Tagged: Reich

6. Agency Before the ‘Overt’ Change

During our first ENGL 605 meeting we were asked to raise some questions regarding what goals we had for the class, how the class will hopefully help us meet some of our academic and professional expectations. I remember asking something similar to, “How can we research and examine cultural concerns through the eyes of a technical communicator? Can technical communication and culture coexist in an academic, practical, and useful way?” (I have previously considered the two exclusive). As someone interested more in the ‘communication’ rather than ‘technical’ element of our enterprise, I was mightily pleased with this week’s readings.

Certainly Greg Wilson’s “Technical Communication and Late Capitalism : Considering a Postmodern Technical Communication Pedagogy” was no exception. Examining the capability of agency within the professional capacity and discourse of technical writing, Wilson depends on Robert Reich’s three-tiered hierarchy of the postmodern working world to help transplant and sustain the technical communicator’s role in an industrial position out of the world of rote practice onto the shores of local and global change (We are again under the reich of Reich. I am coincidentally going through a Reich phase. Go figure).

Though Wilson’s article was uplifting in a few ways, there appeared a deeply tacit classist ring underlying Reich’s hierarchical system as used by Wilson. When Wilson claims, “At times when a company is overtly trying to change the way it does business, employees have opportunities to articulate themselves as symbolic analysts,” I’m sure he speaks only of those employees who have the opportunity to metamorphose into symbolic analysts—those mired in routine production service, and to a much lesser extent an in-person service, are not equipped to mobilize themselves (85). In this light, is Reich’s model apt for class criticism? Or perhaps, the reality is that harsh, that we will, and have, worked in an economy whose rewards are mirrored by one’s class and Reich’s model reasonably follows.

Classist or no, a perhaps more apposite question might sound something like, ‘When do we know when a company is ‘trying to change the way it does business’?” That is, when do we know to assert ourselves to a symbolic analyst position if we are currently not occupying one?
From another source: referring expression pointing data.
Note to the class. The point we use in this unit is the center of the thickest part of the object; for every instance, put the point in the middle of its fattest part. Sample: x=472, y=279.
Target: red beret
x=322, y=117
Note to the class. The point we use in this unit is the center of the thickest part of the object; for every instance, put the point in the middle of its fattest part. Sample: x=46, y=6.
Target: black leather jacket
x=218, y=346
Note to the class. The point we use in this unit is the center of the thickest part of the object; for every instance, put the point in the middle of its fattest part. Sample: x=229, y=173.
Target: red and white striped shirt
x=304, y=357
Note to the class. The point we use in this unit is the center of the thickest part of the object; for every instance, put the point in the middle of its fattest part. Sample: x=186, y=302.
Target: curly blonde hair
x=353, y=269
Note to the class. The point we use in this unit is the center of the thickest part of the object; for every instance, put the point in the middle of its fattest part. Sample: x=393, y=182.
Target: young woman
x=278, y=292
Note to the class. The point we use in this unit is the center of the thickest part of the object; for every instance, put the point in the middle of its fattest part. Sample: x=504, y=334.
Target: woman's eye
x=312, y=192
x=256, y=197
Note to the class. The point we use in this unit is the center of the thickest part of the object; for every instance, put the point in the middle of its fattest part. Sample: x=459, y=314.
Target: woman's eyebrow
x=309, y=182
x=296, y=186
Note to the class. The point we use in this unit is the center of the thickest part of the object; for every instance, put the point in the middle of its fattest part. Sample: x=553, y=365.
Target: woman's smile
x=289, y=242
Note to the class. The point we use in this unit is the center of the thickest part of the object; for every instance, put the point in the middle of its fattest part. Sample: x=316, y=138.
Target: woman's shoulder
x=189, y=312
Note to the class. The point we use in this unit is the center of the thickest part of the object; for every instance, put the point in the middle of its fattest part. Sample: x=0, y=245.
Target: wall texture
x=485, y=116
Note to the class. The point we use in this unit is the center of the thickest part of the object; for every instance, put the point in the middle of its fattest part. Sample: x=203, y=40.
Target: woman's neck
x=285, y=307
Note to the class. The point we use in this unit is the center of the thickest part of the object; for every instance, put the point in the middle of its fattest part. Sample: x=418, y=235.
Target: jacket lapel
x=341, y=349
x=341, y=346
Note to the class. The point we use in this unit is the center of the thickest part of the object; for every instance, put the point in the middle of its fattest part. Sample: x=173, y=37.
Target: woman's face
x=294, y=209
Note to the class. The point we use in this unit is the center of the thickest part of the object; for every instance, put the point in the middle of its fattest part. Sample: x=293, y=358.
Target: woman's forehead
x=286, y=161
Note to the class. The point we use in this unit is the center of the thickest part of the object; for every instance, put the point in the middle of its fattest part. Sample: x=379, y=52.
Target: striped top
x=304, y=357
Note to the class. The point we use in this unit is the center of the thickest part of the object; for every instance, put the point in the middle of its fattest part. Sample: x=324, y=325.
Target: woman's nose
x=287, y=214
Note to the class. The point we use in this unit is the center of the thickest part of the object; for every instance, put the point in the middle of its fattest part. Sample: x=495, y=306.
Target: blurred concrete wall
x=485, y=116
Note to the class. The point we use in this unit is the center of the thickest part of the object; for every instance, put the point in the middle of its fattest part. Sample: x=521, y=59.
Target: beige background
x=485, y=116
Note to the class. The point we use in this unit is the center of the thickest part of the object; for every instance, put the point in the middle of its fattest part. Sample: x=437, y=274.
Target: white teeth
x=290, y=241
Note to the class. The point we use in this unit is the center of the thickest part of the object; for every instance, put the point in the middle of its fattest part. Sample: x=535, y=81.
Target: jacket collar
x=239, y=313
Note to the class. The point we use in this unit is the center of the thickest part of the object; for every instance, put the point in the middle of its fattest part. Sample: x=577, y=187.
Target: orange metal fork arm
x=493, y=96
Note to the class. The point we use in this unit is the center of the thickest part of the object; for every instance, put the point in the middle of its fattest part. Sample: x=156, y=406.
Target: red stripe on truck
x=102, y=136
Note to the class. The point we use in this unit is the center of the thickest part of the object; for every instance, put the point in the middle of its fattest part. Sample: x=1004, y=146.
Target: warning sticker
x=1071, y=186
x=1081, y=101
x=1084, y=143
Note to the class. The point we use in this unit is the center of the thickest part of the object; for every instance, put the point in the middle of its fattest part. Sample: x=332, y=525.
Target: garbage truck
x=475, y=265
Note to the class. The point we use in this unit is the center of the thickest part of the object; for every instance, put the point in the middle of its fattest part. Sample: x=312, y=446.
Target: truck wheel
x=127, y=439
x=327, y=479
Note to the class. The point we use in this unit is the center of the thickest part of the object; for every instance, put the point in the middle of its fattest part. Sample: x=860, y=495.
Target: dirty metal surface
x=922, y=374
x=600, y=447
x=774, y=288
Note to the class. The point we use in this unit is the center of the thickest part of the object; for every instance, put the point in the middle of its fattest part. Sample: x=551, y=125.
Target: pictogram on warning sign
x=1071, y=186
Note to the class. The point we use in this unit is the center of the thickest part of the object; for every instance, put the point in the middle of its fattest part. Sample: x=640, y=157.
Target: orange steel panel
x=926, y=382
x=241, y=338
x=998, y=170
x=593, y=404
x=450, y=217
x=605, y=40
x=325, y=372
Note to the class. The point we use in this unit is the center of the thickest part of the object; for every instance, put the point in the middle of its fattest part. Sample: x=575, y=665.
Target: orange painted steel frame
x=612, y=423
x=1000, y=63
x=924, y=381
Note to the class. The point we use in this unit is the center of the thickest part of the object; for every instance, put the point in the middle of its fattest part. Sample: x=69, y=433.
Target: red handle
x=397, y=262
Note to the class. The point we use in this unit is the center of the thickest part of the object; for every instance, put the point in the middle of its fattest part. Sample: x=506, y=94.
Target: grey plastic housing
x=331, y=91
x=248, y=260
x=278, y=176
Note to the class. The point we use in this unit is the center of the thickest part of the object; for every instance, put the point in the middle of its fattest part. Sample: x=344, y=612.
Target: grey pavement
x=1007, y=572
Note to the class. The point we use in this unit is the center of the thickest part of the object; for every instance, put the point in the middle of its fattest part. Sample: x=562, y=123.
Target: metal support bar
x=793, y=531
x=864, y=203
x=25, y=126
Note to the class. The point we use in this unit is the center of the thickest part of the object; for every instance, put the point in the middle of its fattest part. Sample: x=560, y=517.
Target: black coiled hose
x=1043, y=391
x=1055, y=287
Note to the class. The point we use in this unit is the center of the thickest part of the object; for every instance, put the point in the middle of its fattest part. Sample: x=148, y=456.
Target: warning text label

Wilson points out that, “The obvious implication of Reich’s classifications is that if workers want job satisfaction (and if not job security, perhaps lasting market- ability), they either need to train for a job in the symbolic-analytic category or rearticulate their job in terms of symbolic analysis. In other terms, meaningful agency is most available to workers in the symbolic-analyst category” (84). So when do we recognize change to enact a rearticulation?

I would argue that instead of waiting for the company to “overtly [try] to change the way it does business” (emphasis mine), technical communicators with hopes of being symbolic-analytic workers (or technical communicators already in that position and hoping to register themselves in its higher echelons) should -and here’s where this comes full circle- use systems thinking to distinguish when to (re)articulate (85). To not wait for the overt overhaul, but rather, the micro and local change. Depending upon how an industry/corporation is organized, maybe this quiet, not overt, change is departmental. But by, “learning to see the world not as discretely compartmentalized units but more as a web of interrelated and overlapping elements,” we can distinguish from Modernist notions of linear and hierarchical change to Postmodernist notions (87-88). Growing webs spinning with opportunities for agency (by way of Reich’s four principles) giving rise to dynamic, system-analytic behavior, not maps.